7 DECEMBER 1907, Page 13

GEORGE MEREDITH.

George Meredith, Novelist, Poet, Reformer. By M. Sturge Henderson. (Methuen and Co. Os.)—This is one of the most serious of the many serious books which the Meredith worship of the last ten years has produced. If it errs at all, it errs in exaggerating Meredith's own weakness of placing too much stress upon the philosophy and too little upon the humour as distinguished from the comedy of life. This will be obvious to any one who considers the meaning of such a deliverance as the following ;—" Intermittently Meredith is a great artist ; primarily and consistently he is a moralist—a teacher.
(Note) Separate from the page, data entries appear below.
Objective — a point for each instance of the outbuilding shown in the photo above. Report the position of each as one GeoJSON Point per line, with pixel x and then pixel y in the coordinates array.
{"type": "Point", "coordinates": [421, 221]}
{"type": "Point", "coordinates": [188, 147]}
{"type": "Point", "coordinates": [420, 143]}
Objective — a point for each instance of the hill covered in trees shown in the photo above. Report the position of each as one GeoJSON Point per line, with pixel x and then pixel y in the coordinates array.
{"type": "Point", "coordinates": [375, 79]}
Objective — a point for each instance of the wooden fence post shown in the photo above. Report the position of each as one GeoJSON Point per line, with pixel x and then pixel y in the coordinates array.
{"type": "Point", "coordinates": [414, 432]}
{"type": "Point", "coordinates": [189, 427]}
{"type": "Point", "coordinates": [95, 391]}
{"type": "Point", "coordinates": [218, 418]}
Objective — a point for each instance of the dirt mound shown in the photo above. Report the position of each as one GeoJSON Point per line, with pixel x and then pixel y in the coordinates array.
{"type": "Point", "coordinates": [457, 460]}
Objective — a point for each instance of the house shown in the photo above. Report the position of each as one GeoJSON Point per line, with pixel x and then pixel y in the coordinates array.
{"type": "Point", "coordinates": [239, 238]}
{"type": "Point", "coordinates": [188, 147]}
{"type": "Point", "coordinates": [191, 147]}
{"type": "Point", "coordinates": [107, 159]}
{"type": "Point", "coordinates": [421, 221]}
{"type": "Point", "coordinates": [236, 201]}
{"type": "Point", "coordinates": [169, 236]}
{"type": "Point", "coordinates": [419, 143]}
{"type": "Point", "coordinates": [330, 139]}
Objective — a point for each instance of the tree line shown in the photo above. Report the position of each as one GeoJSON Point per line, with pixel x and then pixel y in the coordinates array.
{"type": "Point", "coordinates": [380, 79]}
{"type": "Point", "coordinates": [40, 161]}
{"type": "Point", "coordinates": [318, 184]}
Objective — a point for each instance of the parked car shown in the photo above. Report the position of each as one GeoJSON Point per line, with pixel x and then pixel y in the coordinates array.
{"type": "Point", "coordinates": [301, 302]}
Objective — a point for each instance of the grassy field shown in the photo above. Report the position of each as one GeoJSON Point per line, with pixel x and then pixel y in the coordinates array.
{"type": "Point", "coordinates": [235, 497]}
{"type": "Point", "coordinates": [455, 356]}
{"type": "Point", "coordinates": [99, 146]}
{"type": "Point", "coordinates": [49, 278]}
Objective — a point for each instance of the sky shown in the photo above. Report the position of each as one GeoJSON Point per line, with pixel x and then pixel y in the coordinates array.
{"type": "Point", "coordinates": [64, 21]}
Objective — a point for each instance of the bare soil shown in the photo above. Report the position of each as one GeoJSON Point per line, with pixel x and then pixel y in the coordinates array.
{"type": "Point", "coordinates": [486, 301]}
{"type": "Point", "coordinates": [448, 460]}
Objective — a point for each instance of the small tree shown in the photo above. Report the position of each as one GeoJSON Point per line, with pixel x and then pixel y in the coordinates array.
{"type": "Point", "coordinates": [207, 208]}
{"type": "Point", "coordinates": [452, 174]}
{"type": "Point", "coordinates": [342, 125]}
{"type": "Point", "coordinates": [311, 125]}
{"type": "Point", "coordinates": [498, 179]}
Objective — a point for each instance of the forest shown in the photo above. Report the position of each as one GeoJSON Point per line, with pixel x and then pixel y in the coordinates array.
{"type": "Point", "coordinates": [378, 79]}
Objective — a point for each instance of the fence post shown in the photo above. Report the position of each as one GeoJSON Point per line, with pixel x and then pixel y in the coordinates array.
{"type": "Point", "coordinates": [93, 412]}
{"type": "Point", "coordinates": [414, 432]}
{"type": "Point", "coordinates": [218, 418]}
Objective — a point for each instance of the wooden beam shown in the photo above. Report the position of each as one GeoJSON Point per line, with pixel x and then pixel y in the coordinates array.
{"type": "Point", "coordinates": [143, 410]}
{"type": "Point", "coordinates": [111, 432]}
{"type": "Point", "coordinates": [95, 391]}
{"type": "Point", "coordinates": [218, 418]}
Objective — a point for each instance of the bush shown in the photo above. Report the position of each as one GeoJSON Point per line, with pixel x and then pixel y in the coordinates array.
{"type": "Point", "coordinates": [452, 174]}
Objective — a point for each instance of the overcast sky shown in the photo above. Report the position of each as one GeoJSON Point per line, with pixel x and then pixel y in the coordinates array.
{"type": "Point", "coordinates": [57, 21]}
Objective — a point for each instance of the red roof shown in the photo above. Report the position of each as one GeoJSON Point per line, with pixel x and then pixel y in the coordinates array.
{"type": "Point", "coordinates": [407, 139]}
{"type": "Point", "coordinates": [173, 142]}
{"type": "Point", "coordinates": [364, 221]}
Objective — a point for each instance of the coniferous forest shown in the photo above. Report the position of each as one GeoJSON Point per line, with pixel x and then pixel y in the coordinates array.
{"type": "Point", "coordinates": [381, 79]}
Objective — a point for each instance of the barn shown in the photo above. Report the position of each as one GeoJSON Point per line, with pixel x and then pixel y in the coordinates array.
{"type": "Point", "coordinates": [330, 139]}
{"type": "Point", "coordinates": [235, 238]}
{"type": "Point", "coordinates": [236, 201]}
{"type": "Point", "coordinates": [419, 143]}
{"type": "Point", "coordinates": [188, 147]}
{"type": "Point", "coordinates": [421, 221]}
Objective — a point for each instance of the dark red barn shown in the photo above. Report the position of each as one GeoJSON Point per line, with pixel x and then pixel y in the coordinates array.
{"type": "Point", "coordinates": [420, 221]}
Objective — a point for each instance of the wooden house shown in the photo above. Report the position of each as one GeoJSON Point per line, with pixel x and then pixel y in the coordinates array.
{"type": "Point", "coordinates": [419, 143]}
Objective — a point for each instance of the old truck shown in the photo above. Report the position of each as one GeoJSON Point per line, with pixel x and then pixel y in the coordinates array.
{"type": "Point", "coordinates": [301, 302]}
He has pondered on man and his destiny till his insight has perceived whole regions and vistas of human possibility that as yet are untenanted, and he has made it the object of his existence to nerve his fellows to seize and enter on the fulness of their inheritance His poems and novels are glossaries on his reading of life, and for Meredith every department of life is teeming with import." Undoubtedly this volume is most valuable for the detailed and minutely introspective criticism which it contains of each of Mr. Meredith's great works, including his poetry, the chapters dealing with which, however, Mr. Henderson

informs us, are not his own work, but that of his friend Mr. Basil de Selincourt. The quality of Mr. Henderson's discrimina- tion may be gathered from his judgment on "Rhoda Fleming," regarding which, speaking from the philosophical point of view, he says :-" One of Our Conquerors,' with all its subtlety and beauty, sinks by the side of 'Rhoda Fleming' to little more than a tractate." Altogether, no book on Mr. Meredith which has been published recently can be said to be more possessed by the " spirit of the Master."